Feminist movement gets powerful treatment

Moira Macdonald Seattle Times

“Maybe the anger was what carried us through and made us fearless,” says a voice in Mary Dore’s stirring documentary “She’s Beautiful When She’s Angry.” A sort of oral history of the feminist movement born in the late 1960s, the film is narrated by a chorus of several dozen women, each of whom played a crucial role in a half-decade (roughly 1966-1971) of dramatic change. It’s fascinating to see photos and footage of each woman then and now, their fire undimmed by time.

Swiftly moving (and expertly edited), the film takes us through many branches of the splintered yet sturdy feminism tree: the early readers of Betty Friedan’s “The Feminine Mystique,” which put a name to their isolation; African-American women who wondered if there was a role for them in what initially seemed to be a white women’s movement; lesbians, pushed aside early on, who formed their own “Lavender Menace”; the Boston Women’s Health Book Collective, which focused on issues of women’s health and published the landmark book “Our Bodies, Ourselves”; the Jane Collective, helping thousands of women to obtain then-illegal abortions; Cell 16, focused on self-defense; poets and musicians of the movement.

A few awkward re-enactments mar the effect, but they’re over quickly, while the narrators’ voices and plentiful historical footage create a rich mosaic.
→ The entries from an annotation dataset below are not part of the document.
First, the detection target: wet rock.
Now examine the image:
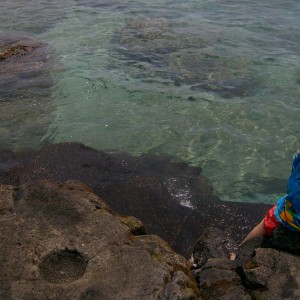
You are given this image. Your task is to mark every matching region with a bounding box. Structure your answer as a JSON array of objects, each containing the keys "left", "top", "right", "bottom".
[
  {"left": 193, "top": 258, "right": 251, "bottom": 300},
  {"left": 0, "top": 180, "right": 199, "bottom": 299},
  {"left": 193, "top": 227, "right": 237, "bottom": 267},
  {"left": 0, "top": 33, "right": 59, "bottom": 151},
  {"left": 0, "top": 34, "right": 57, "bottom": 101},
  {"left": 262, "top": 226, "right": 300, "bottom": 255},
  {"left": 0, "top": 143, "right": 270, "bottom": 257}
]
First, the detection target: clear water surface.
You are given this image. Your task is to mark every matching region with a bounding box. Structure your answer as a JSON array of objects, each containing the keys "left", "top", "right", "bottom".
[{"left": 0, "top": 0, "right": 300, "bottom": 203}]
Its ending is both inspiring (seeing the younger faces of today’s feminism) and dispiriting, as voices remind us that many goals of the movement still aren’t met, or are slipping away. (Among the issues debated back in the ’60s: a lack of affordable child care; rape victims too often not believed; little access to abortion … sound familiar?)

“She’s Beautiful …” is an important film: a reminder of a battle fought by thousands of ordinary women and an engaging portrait of sisterhood.